I bought a NYC AA set made in 1983 at an estate sale. I know that Lionel trains vary in quality through the years with the generalization of most post-war being superior to much of what followed in the 70s and 80s and 90s.
So I figured that this 1983 set would be inferior to a 1960s F3 set.
But looking at the service document on Lionelsupport.com,
https://www.lionelsupport.com/media/servicedocuments/18260Complete.pdf
this train looks essentially the same internally as the latter post-war F3s, with the absence of a horn.
It has no electronics, (a traditional e-unit), dual motors that look like those in a 1960s F3 and magnatraction.
Is this 1983 locomotive not just as durable and powerful as my Santa Fe 2383? Or am I missing something? I am pleasantly surprised.
In what years in the 70s & 80s did Lionel make this type of F3?
I was expecting to see can motors in it, rather than these worm drive type.


----------



## santafe158 (Jul 14, 2010)

I think there was a period where manufacturing quality just wasn't good. Yeah the components are the same in appearance for the most part to the postwar stuff, but sometimes parts weren't drilled quite right and stuff like that.

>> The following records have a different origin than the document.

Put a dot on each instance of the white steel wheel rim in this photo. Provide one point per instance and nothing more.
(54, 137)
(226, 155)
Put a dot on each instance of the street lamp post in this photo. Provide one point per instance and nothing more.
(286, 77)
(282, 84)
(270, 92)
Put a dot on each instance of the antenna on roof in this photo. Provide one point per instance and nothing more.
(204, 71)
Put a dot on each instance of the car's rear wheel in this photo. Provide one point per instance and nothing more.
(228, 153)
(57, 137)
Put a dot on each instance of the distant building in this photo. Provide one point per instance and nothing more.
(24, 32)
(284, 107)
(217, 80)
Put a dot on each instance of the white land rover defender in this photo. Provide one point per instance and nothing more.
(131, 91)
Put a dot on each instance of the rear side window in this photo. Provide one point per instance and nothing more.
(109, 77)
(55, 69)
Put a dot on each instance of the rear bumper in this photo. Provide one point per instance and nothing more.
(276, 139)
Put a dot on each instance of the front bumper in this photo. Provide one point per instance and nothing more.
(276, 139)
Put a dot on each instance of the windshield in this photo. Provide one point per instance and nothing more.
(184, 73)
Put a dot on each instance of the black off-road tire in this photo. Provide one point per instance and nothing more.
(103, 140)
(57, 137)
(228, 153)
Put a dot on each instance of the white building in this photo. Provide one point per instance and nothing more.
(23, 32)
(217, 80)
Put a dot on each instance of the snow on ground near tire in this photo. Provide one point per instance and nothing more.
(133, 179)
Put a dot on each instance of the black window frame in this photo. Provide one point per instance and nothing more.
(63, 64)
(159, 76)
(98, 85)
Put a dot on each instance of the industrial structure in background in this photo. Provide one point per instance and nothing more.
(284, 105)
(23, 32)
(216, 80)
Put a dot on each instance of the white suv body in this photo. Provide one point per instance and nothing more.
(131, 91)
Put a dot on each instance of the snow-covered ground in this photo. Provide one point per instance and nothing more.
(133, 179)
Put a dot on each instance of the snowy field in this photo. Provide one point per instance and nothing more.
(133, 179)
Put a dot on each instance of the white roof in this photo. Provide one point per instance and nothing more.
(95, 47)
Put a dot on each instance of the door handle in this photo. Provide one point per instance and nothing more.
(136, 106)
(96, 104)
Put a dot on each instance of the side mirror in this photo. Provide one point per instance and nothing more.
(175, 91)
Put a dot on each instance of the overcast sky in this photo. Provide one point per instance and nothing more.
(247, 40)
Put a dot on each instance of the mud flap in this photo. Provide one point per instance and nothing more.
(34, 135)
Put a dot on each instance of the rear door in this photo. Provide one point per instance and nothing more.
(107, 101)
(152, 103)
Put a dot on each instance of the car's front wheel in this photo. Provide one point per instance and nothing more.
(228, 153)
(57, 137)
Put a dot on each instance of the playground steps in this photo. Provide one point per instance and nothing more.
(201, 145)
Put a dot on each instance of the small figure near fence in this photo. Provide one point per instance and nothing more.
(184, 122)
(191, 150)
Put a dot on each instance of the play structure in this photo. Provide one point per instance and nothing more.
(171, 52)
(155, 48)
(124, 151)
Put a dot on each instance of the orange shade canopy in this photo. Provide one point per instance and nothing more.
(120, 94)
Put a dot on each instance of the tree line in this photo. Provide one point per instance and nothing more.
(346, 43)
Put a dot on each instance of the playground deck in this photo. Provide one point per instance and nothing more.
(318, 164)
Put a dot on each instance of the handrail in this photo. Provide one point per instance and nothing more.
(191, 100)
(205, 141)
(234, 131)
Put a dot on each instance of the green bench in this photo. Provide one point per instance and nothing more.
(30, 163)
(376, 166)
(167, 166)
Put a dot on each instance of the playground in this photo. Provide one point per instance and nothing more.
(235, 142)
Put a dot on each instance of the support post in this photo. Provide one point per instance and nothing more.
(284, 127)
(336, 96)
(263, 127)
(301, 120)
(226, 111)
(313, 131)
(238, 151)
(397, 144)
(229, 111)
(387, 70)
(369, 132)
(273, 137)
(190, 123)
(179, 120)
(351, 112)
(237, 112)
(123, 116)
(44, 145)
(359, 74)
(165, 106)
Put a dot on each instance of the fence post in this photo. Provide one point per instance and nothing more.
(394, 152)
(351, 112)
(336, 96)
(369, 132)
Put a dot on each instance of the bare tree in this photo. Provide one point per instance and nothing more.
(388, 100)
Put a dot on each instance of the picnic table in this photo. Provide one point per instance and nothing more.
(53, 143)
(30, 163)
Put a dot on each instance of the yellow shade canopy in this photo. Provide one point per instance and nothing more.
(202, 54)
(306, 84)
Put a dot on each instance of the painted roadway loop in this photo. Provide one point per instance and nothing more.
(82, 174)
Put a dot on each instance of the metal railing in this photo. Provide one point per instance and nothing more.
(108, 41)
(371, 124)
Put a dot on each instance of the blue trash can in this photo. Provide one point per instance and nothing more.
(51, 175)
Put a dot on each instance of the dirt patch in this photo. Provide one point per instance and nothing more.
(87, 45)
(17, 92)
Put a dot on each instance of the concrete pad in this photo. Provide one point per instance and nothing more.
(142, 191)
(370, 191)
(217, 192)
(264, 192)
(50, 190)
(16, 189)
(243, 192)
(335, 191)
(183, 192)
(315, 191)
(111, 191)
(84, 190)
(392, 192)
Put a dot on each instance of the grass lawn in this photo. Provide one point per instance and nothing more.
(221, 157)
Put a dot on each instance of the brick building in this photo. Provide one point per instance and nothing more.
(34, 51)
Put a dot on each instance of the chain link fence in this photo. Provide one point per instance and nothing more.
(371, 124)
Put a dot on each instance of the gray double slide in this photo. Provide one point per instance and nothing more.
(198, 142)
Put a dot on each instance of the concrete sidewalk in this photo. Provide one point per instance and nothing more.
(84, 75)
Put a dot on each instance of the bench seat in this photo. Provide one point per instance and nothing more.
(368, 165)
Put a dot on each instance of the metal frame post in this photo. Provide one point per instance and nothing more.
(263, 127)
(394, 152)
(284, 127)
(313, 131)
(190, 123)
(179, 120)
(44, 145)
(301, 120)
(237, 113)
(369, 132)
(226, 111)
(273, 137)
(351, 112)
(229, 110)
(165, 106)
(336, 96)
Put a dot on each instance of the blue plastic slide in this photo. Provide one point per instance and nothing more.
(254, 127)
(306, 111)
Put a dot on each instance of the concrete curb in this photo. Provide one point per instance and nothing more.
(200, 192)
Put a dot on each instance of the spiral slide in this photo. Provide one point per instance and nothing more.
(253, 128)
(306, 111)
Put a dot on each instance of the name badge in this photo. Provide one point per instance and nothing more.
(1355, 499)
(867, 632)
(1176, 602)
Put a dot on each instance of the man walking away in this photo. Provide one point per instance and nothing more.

If they run good though you should be all set. I'm not sure exactly what period the poor quality stuff was made in. I know there are some very good MPC and later era trains out there at very reasonable prices.


----------



## sjm9911 (Dec 20, 2012)

They might look similar but the motors and the design are different. Some like and collect stuff from that era and if working properly can be good stuff. I never had one but do have similar things with that engine design. Some run great, some don't. I don't know how the duel motors are on those since I don't own any thing like it. The post war ones even had different versions, some better then others. Good luck with it


----------



## Pebo (Sep 27, 2015)

It does have trouble pulling all 7 aluminum passenger cars if you aren't using Lionel track... I just had wheels with grooves for traction tires placed......now, no hesitation pulling the entire consist with the dummy A&B on Atlas track.

Peter


----------



## Ace24 (Nov 10, 2015)

Peter,

Is it a dual motor F3 with magne-traction (not rubber traction tires) from the MPC era that you are talking about? -and it has trouble pulling 7 cars.
Is the track you are using not steel?


----------



## Pebo (Sep 27, 2015)

Yes, it is the 1983 20th Century Ltd ABA with the matching cars. If you are not using Lionel track (I use Atlas) it slips under load of the 7 cars. I got the idea for the traction tires from Jim Barrett in one of his Backshop videos. He did it to the Illinois Central set of the same era.

So, I have 4 traction plus magna-traction now....I'm ready for any kind of track.

Peter


----------